マイスターのQ&A

ドイツ・ヴァイオリン製作マイスター 佐々木朗

:糸巻きやテールピースには、色々な材質のものがありますが、これらの差は?

:糸巻き、テールピース、アゴ当てなどの部品の材質にはいくつかの種類があります。そしてそれらの違いとは、極論すれば「デザイン、好みの問題」と言ってもよいかもしれません。しかし高度なレベルのセッティングにおいては、それぞれの材質によって特徴が出るのです。
 以下に部品の各材質と、それぞれの長、短所を書いてみましょう。

良質黒檀
 これは部品材質の基本です。良質黒檀は非常に堅く、また均質です。ですから精密な加工がしやすいので、美しい部品が作れ、また、それによって作られた部品は非常に寿命が長いのです。部品箇所によっては、100年以上問題なく使用できます。
 また、この「良質黒檀」は、真っ黒の色をしているために、どのような楽器とも視覚的に合いやすいのです。また品質の割に、値段が極端に高くないというのも大きなメリットでしょう。ですから、部品材質の理想型=良質黒檀と言っても過言ではありません。

紫檀(ローズウッド、パリサンダー)
 これは、一見黒檀のようですが、茶色の筋模様をしているのが特徴です。この木材の最大の特徴は、その木材の視覚的要素です。事実、良質の紫檀は黒檀にはない美しさを持っています。ヨーロッパの家具などにも、「銘木」として珍重されています。
 欠点としては、この材質の性能の中途半端なところでしょうか。純粋に材質を考えた場合、この「紫檀」は最高品質以外は、良質黒檀のように均一、高密度でないのです。ですから糸巻きなどは、綺麗に削れないで、ささくれ立ってしまうことも多いのです。
 このような特徴を持つ紫檀製の部品を購入する場合には、とにかく材質の良いもの(値段は高いです)を求めないと、何だか安っぽい雰囲気になってしまうのです。

ツゲ
 この材質の部品は、黒檀製の部品に次いでよく見かけます。特に、「名器」に着いていることが多いので、この部品に興味を持つ人も多いことでしょう。
 ツゲは黒檀や紫檀に比べると、とても柔らかく、軽いのが特徴です。ですから部品の寿命は長くありません。例えば糸巻きの場合には、長く使っていると、擦り合っている箇所がすり減ってしまったりして、糸巻きの調子が悪くなりやすいです。またアゴ当ての場合には、汗などがしみ込んで、黒く変色したりします。
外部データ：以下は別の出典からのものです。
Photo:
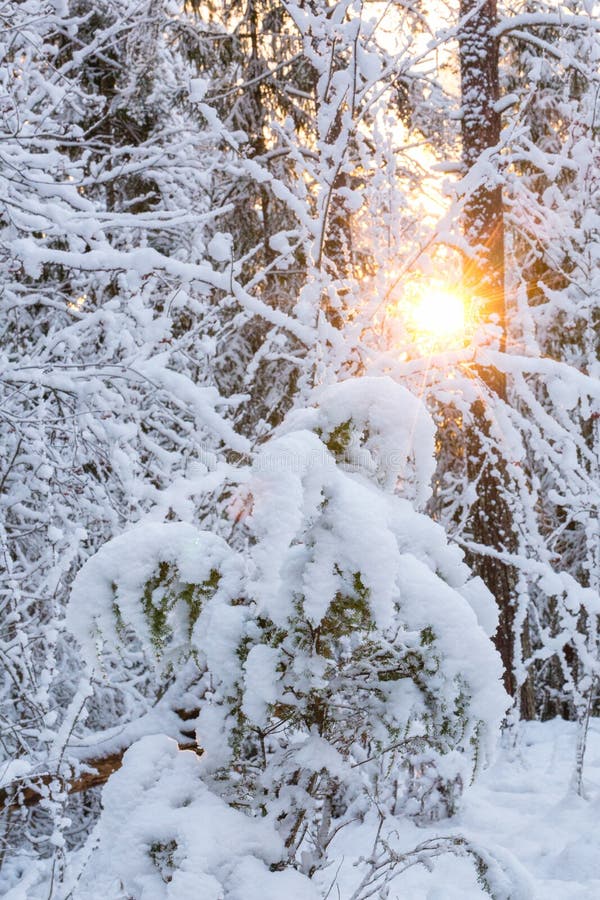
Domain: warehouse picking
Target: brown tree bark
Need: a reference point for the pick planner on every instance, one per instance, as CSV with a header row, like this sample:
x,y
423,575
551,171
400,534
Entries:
x,y
491,522
30,791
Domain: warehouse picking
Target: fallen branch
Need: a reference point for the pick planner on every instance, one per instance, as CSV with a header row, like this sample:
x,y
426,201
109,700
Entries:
x,y
32,790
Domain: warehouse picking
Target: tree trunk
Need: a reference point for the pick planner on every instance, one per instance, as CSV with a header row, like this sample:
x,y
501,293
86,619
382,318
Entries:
x,y
491,522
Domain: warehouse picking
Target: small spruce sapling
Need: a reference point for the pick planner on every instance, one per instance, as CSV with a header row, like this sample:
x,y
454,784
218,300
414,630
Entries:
x,y
344,658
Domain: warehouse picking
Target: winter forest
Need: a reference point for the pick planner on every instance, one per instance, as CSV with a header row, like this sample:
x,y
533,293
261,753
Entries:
x,y
299,449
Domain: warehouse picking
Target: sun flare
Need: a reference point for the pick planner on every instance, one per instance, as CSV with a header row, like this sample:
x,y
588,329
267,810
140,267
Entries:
x,y
439,316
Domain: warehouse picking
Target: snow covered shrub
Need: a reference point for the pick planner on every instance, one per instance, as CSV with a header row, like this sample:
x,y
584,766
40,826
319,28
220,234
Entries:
x,y
344,658
164,834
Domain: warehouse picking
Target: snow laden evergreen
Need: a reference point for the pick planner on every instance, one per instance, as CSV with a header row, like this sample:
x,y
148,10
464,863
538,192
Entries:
x,y
343,657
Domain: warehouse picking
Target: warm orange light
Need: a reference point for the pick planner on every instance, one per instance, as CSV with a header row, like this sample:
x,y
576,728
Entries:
x,y
438,317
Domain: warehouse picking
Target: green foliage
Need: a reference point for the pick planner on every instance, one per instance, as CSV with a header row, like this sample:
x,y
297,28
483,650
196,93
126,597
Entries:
x,y
164,591
162,855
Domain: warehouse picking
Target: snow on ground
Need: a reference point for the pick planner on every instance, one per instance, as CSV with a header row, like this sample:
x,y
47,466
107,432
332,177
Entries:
x,y
521,808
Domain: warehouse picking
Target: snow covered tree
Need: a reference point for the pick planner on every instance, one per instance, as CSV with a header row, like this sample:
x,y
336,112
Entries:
x,y
330,654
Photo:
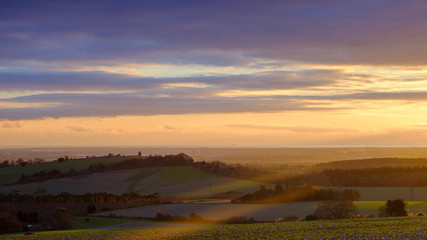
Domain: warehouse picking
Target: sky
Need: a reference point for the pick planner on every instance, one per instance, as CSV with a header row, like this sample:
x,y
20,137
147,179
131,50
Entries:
x,y
213,73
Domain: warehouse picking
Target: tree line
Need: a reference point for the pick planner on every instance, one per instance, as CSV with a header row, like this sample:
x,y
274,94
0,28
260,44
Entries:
x,y
282,194
144,162
65,197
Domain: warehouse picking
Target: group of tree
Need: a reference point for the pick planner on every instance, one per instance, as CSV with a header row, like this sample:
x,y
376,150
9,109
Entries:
x,y
231,170
144,162
8,221
362,177
20,162
383,176
297,193
373,163
64,197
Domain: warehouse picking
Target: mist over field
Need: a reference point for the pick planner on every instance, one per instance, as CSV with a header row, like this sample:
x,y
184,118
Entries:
x,y
230,155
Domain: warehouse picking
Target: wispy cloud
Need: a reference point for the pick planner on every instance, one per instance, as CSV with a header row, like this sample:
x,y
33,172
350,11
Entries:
x,y
297,129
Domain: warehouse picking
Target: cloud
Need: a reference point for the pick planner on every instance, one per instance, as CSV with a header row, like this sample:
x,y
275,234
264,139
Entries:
x,y
78,129
168,127
11,125
297,129
102,81
101,105
215,33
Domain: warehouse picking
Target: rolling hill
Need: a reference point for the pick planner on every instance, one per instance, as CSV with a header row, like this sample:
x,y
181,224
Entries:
x,y
168,181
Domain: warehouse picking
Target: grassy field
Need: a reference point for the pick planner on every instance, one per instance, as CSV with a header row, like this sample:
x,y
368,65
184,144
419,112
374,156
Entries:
x,y
386,193
97,222
168,181
386,228
12,174
261,212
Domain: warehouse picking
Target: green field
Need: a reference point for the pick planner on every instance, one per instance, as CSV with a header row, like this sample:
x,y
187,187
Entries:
x,y
97,222
168,181
261,212
386,228
386,193
12,174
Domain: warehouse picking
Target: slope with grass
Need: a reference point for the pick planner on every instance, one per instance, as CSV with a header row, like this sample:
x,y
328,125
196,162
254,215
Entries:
x,y
168,181
12,174
386,193
386,228
260,212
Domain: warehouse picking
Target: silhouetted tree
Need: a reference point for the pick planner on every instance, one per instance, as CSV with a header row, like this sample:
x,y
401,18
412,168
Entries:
x,y
91,208
396,208
335,210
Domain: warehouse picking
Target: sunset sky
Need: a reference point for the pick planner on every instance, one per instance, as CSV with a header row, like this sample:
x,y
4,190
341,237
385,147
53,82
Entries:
x,y
213,73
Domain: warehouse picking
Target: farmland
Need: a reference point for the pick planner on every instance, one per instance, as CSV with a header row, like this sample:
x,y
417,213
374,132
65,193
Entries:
x,y
12,174
385,228
168,181
261,212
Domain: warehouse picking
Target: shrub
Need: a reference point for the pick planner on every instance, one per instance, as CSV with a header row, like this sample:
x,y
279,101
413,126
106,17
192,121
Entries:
x,y
91,208
195,218
311,217
62,219
239,220
8,223
396,208
335,210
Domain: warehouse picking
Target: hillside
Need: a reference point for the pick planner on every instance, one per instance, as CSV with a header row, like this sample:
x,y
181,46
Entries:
x,y
176,180
10,175
375,162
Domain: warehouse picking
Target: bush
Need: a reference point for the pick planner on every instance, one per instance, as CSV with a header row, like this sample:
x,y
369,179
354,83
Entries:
x,y
91,208
195,218
239,220
9,223
336,210
394,208
311,217
62,219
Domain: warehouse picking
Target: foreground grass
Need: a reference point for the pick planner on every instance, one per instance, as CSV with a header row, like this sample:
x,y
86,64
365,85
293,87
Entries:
x,y
385,228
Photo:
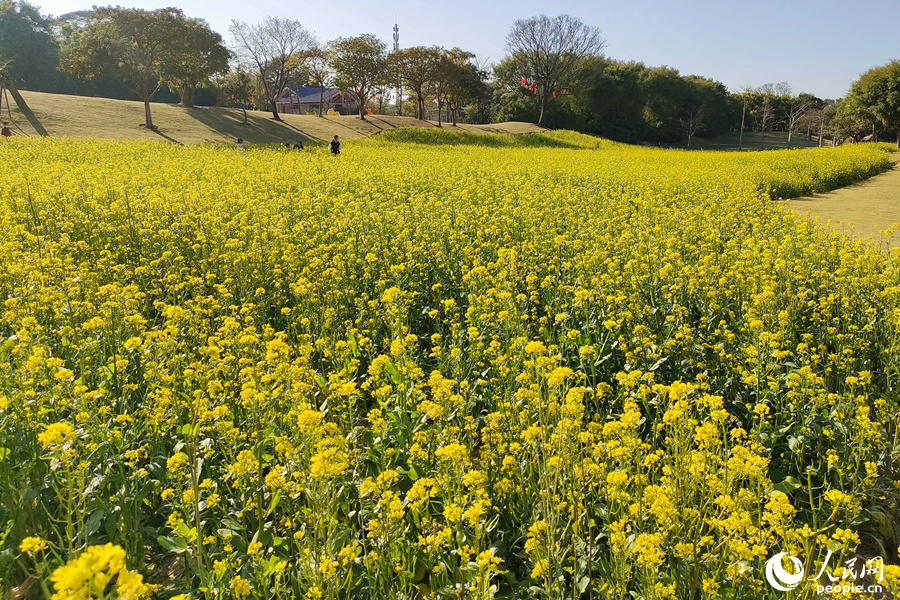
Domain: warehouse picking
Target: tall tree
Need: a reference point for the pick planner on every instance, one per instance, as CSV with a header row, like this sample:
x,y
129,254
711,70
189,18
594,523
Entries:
x,y
315,61
271,47
235,89
28,46
550,50
131,45
795,109
360,66
416,69
877,92
198,54
462,80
 しかし特徴もあります。それはその軽さです。古い楽器は、長年の乾燥や、また修理によって板が薄くなることによって、楽器の重量は軽くなります。このような楽器に重い部品を付けると、明るい(高い)倍音成分が殺されてしまうのです。ですからバランスが悪くなることもあり得るのです(各楽器によって、特徴は様々です)。ですからそのような楽器には、ツゲ製の部品を付けると、バランスが保てる場合もあります。
 新しい楽器におけるツゲ製部品のメリットもあります。それはその「デザイン」、「軽さ」、そして「糸巻きの滑らかさ」が上げられます。しかし、この「糸巻きの滑らかさ」は、一方で、部品寿命の短さとも言えるので、このメリット、デメリットを理解した上で使用すべきでしょう。

 ツゲ材質で、もう一つ注意すべき事があります。それはその色です。一般の方々が知っているツゲ部品の色とは、純粋なツゲの色ではないのです。本当のツゲの色はもっと明るい色をしています。これでは楽器の雰囲気とマッチしないので、もっと濃い色に変えるのです。
 この色の染め方には2種類あります。一つは、単純に茶色の色を塗ること。もう一つは、酸(薬品)で染める方法です。前者の場合の欠点は、ツゲの質感が消されてしまい、製品が安っぽくなってしまいがちです。後者の欠点は、色の調整が難しいこと、木材が若干痩せてしまうことです。ですから、糸巻きを削った後に、わざとその部分(楽器に差し込む部分)には、色を付けない製作者も多いのです。

中〜低品質な黒檀、紫檀、ツゲ
 これらの品質の特徴は、木目が真っ直ぐでないことや、密度が高くないことです。ですから部品を製作したり、調整しようとしたときに、精密に加工できないのです。例えば、糸巻きを精密に円錐径に削ろうとしても、その密度や木目のねじれ具合によって、うまく削れません。ですから楕円形になってしまって、結果的に「調子の悪い糸巻き」となってしまうのです。
 また、材質が柔らかなために、その寿命が短いということも上げられます。

黒く色を塗った材質
 この部品は、一見黒檀製の部品ですが、中身は全く違った普通の柔らかい木材です。ですから強度が弱く、長い間に色々なトラブルが出ます。安い価格帯の楽器において、よく見られます。

硬質プラスティック
 これも一見、黒檀風です。良質なものはなかなかの性能です。上記のような「色を塗った柔かな部品」よりは、こちらの方が良心的と言えると思います。しかし、糸巻きとして使用するには、まだ無理があります。というのは、糸巻きは微妙な削り作業が必要なのですが、硬質プラスティックは良質黒檀のようにうまく削れないのです(削れたとしても、刃物が傷んでしまったりしてしまうので実用的でありません)。普及品楽器のテールピースやアゴ当てには、多く使われています。

 今回は、純粋に「材質」について書きました。しかし単に「材質」だけでもこれだけの様々な要因を含んでいるのです。そしてこれらに部品の「形」などの要因が加わると、部品だけでもいかに奥が深いかが分かっていただけると思います。実際にはそれに加えて、「加工精度」、「装着精度」などの要素も加わるのです。
 中級以上の楽器を持っていらっしゃる方は、その部品をもう一度見直して、もしも質の低い、または楽器と合っていない部品が着いている場合には、是非交換することをお勧めします。